Genetic mutations in specific genes elevate the risk of developing cancer, collectively referred to as hereditary cancer syndromes. Understanding associations of genetic mutations with cancer syndrome helps tailor diagnostic and preventive measures for carriers of mutations. Classification of variants identified by a typical sequencing or panel assay requires one or more types of evidence. A key source of evidence that helps support variant classification is published articles. For example, at least six evidence codes (PP1, PM6, PS2, PP4, BS4, and BP3) described in ACMG guidelines use published case reports or series in one or another form to support variant classification. However, the enormous quantity of published literature (with more than 30 million articles) makes finding the relevant article difficult. Experts-led curation efforts help collect, curate, and compile data for use in variation classification. However, such efforts are expensive, and the scale is limited. Nucleati is on a mission to identify essential components and automate relevant literature collection and curation processes. Nucleati germline cancer evidence base is an output of a fully automated data curation pipeline. The pipeline collects, curates, and normalizes data for knowledge discovery.

The germline cancer evidence base currently comprises knowledge across two domains: case reports and case series. Case reports include a detailed description of one patient, and cancer series are outcomes of studies on multiple patients.

How did we create the Nucleati germline cancer evidence base?

The pipeline consists of three modules that go through more than 30 million articles and produce a few thousand structured and ontology mapped documents.

Text classification model

There are nearly 31 million articles available in NCBI PubMed. The number of articles reporting a patient(s) with germline mutation who developed cancers is few thousand. The first step of knowledge discovery is finding this relatively negligible number of articles from PubMed programmatically. To do so, we generate a training set for every set of articles of interest and train AI models to identify them correctly. The developed model scans all abstracts available in PubMed to identify relevant articles. A typical model takes 400–500 articles of interest and 10–20k background articles.

Entity recognition models

Using the transfer learning principles, a general-purpose language model, BERT, is refined using a training set for entity recognition developed by Nucleati. Unlike general-purpose entity recognition models, the models developed in this manner are domain experts. Because the purpose is to identify relevant entities from a focused set of articles, they efficiently recognize them compared to general-purpose entity recognition models.
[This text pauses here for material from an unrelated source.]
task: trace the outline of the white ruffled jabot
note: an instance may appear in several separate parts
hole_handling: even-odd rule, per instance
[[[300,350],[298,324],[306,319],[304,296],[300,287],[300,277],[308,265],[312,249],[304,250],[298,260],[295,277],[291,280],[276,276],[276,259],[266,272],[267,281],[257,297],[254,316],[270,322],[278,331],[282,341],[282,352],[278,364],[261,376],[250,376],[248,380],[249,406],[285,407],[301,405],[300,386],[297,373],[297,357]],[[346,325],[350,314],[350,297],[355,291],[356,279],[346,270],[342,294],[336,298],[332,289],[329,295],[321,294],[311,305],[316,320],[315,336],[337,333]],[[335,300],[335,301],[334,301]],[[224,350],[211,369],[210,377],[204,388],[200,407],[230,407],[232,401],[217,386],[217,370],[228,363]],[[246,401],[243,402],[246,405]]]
Ontology mapping, validation, and term normalization

Unless the identified entities are mapped to an ontology or normalized, the identified terms carry little meaning and hamper filtering data. Nucleati uses a meta thesaurus for mapping terms to ontology. For entities that are irrelevant for ontology mapping, proprietary methods developed by Nucleati are used to validate and normalize various entities.
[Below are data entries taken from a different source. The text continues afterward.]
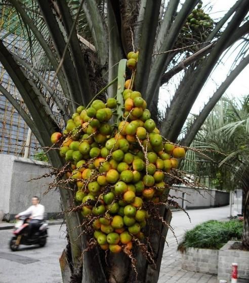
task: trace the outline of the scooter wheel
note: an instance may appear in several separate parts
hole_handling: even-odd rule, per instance
[[[39,245],[40,247],[44,246],[46,244],[46,242],[47,242],[47,238],[43,238],[40,240]]]
[[[13,237],[10,241],[10,247],[13,252],[16,252],[18,250],[18,245],[16,244],[17,237]]]

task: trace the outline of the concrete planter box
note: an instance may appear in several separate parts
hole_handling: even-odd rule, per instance
[[[218,273],[219,250],[189,247],[182,255],[182,268],[189,271]]]
[[[249,281],[249,252],[229,250],[234,241],[229,241],[219,251],[218,279],[228,280],[230,278],[233,262],[238,264],[238,282]],[[240,281],[239,279],[242,279]]]

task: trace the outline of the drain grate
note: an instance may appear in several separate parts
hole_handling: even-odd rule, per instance
[[[0,252],[0,259],[15,261],[22,264],[28,264],[29,263],[39,261],[39,260],[32,259],[32,258],[19,256],[14,254],[9,254],[9,253],[4,253],[3,252]]]

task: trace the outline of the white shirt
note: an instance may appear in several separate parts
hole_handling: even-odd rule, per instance
[[[20,213],[20,216],[30,216],[32,219],[43,220],[44,218],[44,211],[45,208],[44,206],[38,203],[36,205],[31,205],[27,210]]]

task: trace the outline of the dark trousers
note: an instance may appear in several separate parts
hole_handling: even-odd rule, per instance
[[[42,220],[38,219],[30,219],[28,226],[28,237],[30,238],[33,231],[37,230],[40,226]]]

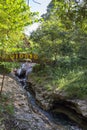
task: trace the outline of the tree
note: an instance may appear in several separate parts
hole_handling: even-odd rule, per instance
[[[83,16],[82,9],[73,0],[51,1],[48,12],[43,15],[44,22],[31,34],[40,58],[57,60],[58,57],[79,56],[87,52],[86,10]]]
[[[24,0],[1,0],[0,47],[7,50],[22,43],[24,27],[36,20],[34,16]]]

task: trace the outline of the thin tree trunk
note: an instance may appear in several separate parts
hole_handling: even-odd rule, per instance
[[[3,77],[2,77],[0,95],[2,94],[2,89],[3,89],[3,86],[4,86],[4,79],[5,79],[5,74],[3,74]]]

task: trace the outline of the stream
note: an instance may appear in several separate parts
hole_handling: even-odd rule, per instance
[[[50,110],[45,111],[42,108],[40,108],[40,106],[38,106],[36,103],[36,100],[34,98],[32,91],[29,90],[29,86],[28,86],[28,89],[26,87],[27,86],[26,79],[24,77],[18,78],[18,76],[16,76],[16,79],[19,83],[21,83],[21,86],[26,90],[27,95],[28,95],[29,104],[31,105],[31,108],[33,110],[38,111],[39,113],[42,113],[43,115],[45,115],[49,121],[51,121],[57,125],[63,126],[65,128],[65,130],[83,130],[82,128],[79,127],[79,125],[77,123],[75,123],[74,121],[69,119],[68,116],[66,116],[65,114],[54,113]]]

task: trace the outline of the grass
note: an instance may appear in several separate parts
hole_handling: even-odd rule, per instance
[[[3,115],[4,113],[9,115],[14,114],[14,106],[7,94],[0,95],[0,115]]]
[[[31,74],[32,79],[47,91],[64,91],[69,98],[87,99],[87,69],[82,66],[46,66]]]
The user interface for browsing collected evidence:

The following snapshot describes various UI components of the germline cancer evidence base. Broadly, the UI consists of three main parts: (1) search page, (2) index page, and (3) details of individual AI curated reports. The search page supports searching the database using full or partial genes or cancer. The middle panel of the index page summarizes all hits for a given category of data. The left navigation panel provides a way to switch between different data categories. Based on the data category, the index page provides an easy way to filter the retrieved hits using facets. In addition to providing a basic summary, the index page also notes what type of data is collected using the AI. More details of each identified hit are available through the “Explore” button associated with each result. More details are available only to authenticated users. All the data is freely available to the user.

 

 

Summary and future outlook

Nucleati aims to continue efforts to develop and make AI-curated data available in the field where it is most necessary. One of the immediate interests is identifying and curating case studies, case series, case-control data in genetic medicine, and therapeutic interventions such as CART/Fecal transplantation. We also plan to collect and use AI to curate data for evidence for pediatric diseases and interventions.